The Door

After his break-out role in Casino Royale (by far the best Bond villain in ages) Mads Mikkelsen went on to appear in a series of interesting, and, on the whole, successful international releases: psychedelic Viking drama Valhalla Rising, French resistance thriller Flame and Citron, and art-house indie drama After the Wedding to name but a few. All of them capitalised on Mads’ brooding intensity and chiselled good looks, and while there’s no denying the camera loves him, his presence alone is not enough to save this somewhat confused offering from German director Anno Saul.

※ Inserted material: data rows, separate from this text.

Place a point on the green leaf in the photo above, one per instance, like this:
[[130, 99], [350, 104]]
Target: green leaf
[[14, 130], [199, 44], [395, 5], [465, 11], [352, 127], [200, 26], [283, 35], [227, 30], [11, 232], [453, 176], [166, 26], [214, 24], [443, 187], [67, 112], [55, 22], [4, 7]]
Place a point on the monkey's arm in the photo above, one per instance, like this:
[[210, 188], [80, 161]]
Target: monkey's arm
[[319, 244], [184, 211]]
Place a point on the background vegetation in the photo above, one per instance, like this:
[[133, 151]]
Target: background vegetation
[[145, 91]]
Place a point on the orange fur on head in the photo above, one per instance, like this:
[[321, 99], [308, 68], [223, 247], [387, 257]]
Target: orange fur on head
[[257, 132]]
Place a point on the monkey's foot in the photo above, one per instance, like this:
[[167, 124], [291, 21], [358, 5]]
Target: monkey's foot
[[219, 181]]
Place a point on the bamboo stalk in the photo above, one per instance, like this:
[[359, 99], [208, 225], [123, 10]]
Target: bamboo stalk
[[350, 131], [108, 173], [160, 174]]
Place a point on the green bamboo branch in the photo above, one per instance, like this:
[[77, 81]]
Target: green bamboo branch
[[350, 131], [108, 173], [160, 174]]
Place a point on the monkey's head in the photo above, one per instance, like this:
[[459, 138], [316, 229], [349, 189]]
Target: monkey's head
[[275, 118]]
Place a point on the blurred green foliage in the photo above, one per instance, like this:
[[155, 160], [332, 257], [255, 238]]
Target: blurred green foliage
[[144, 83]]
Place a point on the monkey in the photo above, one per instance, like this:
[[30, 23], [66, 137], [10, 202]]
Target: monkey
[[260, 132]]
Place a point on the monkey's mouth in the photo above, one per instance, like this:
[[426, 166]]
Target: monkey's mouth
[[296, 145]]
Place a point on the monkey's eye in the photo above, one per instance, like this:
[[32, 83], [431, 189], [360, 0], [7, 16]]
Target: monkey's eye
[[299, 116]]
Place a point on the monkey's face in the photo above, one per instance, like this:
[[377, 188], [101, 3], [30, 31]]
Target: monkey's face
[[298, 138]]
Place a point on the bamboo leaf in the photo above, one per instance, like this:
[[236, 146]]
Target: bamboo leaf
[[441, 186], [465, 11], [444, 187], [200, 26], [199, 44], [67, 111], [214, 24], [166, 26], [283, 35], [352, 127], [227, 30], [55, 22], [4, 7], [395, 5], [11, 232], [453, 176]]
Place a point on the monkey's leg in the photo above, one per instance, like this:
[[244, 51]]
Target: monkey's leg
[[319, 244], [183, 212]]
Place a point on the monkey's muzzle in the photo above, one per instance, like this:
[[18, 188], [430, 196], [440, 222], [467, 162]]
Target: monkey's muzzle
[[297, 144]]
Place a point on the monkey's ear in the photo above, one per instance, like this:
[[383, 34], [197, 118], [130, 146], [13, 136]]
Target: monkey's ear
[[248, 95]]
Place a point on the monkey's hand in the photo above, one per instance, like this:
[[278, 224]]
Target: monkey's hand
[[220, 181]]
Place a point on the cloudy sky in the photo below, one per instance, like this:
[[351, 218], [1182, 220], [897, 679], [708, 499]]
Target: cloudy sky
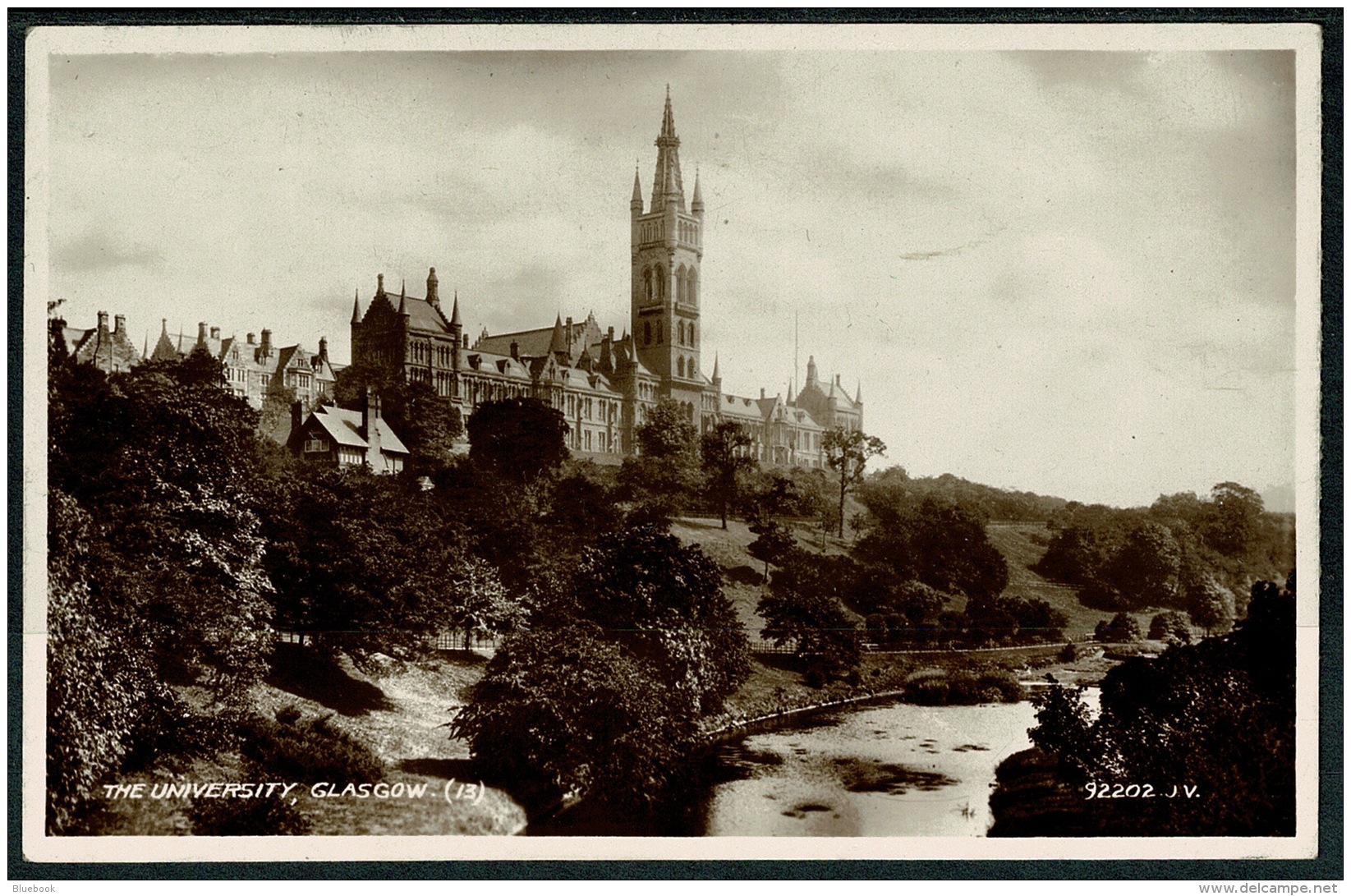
[[1070, 272]]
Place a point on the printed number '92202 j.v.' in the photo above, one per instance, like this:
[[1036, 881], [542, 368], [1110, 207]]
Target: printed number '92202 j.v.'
[[1137, 791]]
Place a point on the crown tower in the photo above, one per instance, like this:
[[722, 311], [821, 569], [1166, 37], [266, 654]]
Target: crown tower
[[668, 245]]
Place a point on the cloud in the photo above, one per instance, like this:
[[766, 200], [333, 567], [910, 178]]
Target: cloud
[[94, 250]]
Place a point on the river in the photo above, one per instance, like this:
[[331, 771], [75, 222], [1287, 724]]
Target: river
[[881, 770]]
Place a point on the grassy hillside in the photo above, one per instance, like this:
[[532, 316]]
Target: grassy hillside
[[1023, 544]]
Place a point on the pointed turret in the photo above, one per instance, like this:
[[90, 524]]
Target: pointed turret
[[635, 204], [558, 343], [666, 182]]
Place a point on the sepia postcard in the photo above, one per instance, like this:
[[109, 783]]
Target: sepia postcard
[[834, 441]]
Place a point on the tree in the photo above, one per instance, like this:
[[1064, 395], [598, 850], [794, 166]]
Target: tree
[[848, 453], [668, 431], [802, 609], [596, 716], [1120, 630], [665, 602], [1170, 626], [1146, 567], [723, 450], [772, 544], [517, 438], [1210, 604], [1234, 521]]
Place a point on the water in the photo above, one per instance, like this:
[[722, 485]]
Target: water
[[894, 770]]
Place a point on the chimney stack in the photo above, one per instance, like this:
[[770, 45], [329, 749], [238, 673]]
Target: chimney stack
[[433, 297]]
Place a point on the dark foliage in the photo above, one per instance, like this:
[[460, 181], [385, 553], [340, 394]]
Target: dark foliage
[[1219, 714], [519, 439]]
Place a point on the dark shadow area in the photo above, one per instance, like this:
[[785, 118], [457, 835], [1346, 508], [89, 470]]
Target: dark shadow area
[[315, 678]]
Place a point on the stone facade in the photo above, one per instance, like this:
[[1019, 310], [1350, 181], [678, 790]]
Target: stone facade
[[257, 370], [603, 384], [110, 351]]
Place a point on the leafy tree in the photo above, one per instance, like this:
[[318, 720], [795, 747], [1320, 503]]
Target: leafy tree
[[940, 544], [665, 603], [611, 701], [1235, 518], [802, 609], [1220, 711], [724, 454], [1170, 626], [368, 564], [1120, 630], [848, 453], [1210, 604], [599, 719], [517, 438], [668, 433], [770, 544], [1147, 565]]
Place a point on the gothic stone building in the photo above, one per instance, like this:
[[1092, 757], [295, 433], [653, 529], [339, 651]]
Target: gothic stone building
[[603, 384]]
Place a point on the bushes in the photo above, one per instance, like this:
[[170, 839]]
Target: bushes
[[965, 688], [291, 749]]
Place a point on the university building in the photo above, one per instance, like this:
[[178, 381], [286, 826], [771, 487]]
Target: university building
[[605, 385]]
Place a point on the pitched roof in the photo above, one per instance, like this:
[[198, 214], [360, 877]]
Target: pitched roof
[[345, 427]]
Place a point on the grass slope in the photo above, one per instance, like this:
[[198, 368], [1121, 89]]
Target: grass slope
[[1023, 546]]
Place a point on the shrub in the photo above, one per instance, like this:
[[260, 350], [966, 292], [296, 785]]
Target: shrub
[[311, 751]]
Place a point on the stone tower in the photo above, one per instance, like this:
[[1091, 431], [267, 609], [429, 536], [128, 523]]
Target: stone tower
[[668, 245]]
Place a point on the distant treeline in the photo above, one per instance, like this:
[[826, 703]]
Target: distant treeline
[[1181, 552]]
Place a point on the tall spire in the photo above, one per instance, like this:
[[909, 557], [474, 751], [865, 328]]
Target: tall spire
[[668, 188]]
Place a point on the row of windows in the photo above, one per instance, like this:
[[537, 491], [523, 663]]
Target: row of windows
[[687, 284]]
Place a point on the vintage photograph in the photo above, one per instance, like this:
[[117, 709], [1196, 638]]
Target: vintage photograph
[[542, 442]]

When his daughter dies in a tragic accident he could have prevented, artist David (Mikkelson) goes off at the deep end (literally, at one point) until he discovers a tunnel, at the end of which is a door leading back to the past. Seizing the opportunity to make things right, he’s then faced with a bit of bother in the shape of his previous self, who’s, understandably enough, surprised to see him(self). It’s a decent enough premise but unfortunately what follows is a rag-tag mix of mystery thriller (that’s neither mysterious nor thrilling) and sci-fi (although the logistics of time-travel are never raised, and the whole thing is set in the suburbs). That his daughter knows David is not all that he seems is a nice touch, but it doesn’t go really anywhere, and is soon replaced by a third act that borders on farcical.

To it’s credit The Door certainly keeps up the pace, although this might be because if it didn’t we might be forced to reflect on how implausible it all is. Supension of disbelief is, of course, a pre-requisite when it comes to material of this nature, but here the rules of the universe are too sketchy to convince. As for Mads, he’s as watchable as ever, but he really deservers better.